Wrzesień to czas powrotu uczniów do szkoły i czas pierwszych wywiadówek. Podczas zebrań wychowawczyni omawia z rodzicami plany na nadchodzący rok, wybierana jest trójka klasowa i ustalane są ważne kwestie dotyczące dzieci. Wielu rodziców stara się więc na nich być. Są jednak tacy, którzy wychodzą z założenia, że wszystkiego mogą dowiedzieć się później.

Zobacz wideo 300 zł to za mało? Rodzice mówią, ile kosztuje wyprawka szkolna [SONDA]

Wywiadówki dla wielu rodziców są koszmarem

Gosia w ostatnim roku nie była na żadnej wywiadówce. I doszła do wniosku, że nie będzie na nie chodzić. Jej zdaniem w ten sposób oszczędza czas i nie musi słuchać "opowieści rodziców, którym wydaje się, że każdy chce słuchać niekończących się historii o ich dzieciach".

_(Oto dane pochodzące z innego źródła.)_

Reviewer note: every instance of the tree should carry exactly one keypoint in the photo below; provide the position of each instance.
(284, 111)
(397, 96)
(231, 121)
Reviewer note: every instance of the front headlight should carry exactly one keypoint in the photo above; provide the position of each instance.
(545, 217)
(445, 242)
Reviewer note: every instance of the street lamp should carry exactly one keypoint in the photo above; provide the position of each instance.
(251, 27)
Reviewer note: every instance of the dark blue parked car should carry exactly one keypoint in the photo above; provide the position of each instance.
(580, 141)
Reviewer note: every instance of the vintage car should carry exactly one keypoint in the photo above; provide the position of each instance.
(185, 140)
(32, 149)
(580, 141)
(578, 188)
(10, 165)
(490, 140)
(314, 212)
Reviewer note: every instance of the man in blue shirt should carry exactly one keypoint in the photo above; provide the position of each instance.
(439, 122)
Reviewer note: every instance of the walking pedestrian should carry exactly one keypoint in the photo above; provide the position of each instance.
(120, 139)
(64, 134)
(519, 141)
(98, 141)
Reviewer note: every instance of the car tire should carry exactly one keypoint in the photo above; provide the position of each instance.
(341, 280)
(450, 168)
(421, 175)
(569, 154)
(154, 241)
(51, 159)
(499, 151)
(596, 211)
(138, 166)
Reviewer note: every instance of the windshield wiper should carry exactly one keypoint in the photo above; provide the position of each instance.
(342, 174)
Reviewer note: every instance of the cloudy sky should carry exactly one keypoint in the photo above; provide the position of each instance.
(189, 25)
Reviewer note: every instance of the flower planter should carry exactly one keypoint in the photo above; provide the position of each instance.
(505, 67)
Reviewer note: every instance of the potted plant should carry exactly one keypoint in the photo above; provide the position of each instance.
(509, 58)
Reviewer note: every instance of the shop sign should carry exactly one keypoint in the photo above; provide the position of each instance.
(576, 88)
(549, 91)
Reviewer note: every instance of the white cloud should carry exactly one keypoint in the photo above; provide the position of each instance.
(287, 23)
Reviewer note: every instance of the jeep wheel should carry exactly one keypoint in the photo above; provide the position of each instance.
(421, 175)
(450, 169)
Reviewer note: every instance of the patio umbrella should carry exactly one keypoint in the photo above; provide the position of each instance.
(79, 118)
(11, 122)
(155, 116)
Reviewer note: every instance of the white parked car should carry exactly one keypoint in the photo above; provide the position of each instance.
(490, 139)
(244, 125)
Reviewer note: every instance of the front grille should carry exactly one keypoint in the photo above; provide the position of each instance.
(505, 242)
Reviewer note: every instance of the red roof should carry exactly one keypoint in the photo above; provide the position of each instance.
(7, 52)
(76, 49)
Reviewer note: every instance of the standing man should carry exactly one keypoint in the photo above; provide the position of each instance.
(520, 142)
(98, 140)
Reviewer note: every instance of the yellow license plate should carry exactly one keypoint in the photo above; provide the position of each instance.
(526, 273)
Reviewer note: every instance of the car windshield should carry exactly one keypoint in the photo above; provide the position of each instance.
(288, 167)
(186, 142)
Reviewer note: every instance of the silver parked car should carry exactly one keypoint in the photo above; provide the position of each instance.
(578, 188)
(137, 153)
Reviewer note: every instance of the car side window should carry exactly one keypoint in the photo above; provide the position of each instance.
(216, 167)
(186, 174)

Kiedyś zwalniałam się z pracy, żeby tylko zdążyć do Jarka na wywiadówkę. Wychodziłam z założenia, że tak trzeba, tak wypada. Nie wiem, może to akurat w naszej klasie tak jest, ale doszłam do wniosku, że na tych zebraniach w większości jest gadka o mało istotnych rzeczach. Tak naprawdę te ważne dałoby się omówić w maks 15 minut

- opowiada nasza czytelniczka. - Ale oczywiście, zawsze znajdą się rodzice, którzy przy okazji chcą pochwalić swoje dziecko, coś o nim opowiedzieć. Nie wiem po co. Myślą, że będę im zazdrościć, że np. Hania nauczyła się w wakacje robić szpagat, a Michałkowi wyszły negatywnie testy na alergię. Litości, to nie jest miejsce na tego typu rozmowy. Wiem, że wychowawczyni nie wypada tego powiedzieć, więc siedzimy dwie godziny na małych, twardych krzesełkach i czekamy.

Różne typy rodziców na szkolnych zebraniach.
Różne typy rodziców na szkolnych zebraniach. Shutterstock/VPales

Mama dowiaduje się na grupie rodzicielskiej, co było na zebraniu

Nasza czytelniczka Gosia przyznaje, że po zebraniu zawsze pisze na grupie rodzicielskiej, że "nie mogła być na zebraniu ze względów osobistych" i czy ktoś mógłby jej przekazać, co było na wywiadówce.

Rodzice chętnie przekazują informacje, zazwyczaj jest to kilka punktów, które dotyczą np. opłat, wycieczek, zajęć itp. W sumie często kilka minut po zebraniu wszystko wiem. Moja szwagierka strasznie mnie krytykuje, że tak robię, mówi, że to cwaniactwo i przecież jak coś trzeba ustalić, to mnie nie ma i co by było, gdyby wszyscy tak robili

- wyjaśnia mama Jarka i Rozalki. - Ja wychodzę z założenia, że jak jest coś ważnego, to mogę się wypowiedzieć na grupie i tyle. Szczerze, to uważam, że zebrania mogłyby odbywać się przez internet, z góry ustalone - w pół godziny trzeba ustalić to i to. I wszystko. No ale wtedy niektórzy rodzice nie mieliby okazji pochwalenia się swoimi dziećmi na forum. Żeby nie było - szanuję to, mają taką potrzebę ok, ale ja nie muszę tego słuchać - dodaje.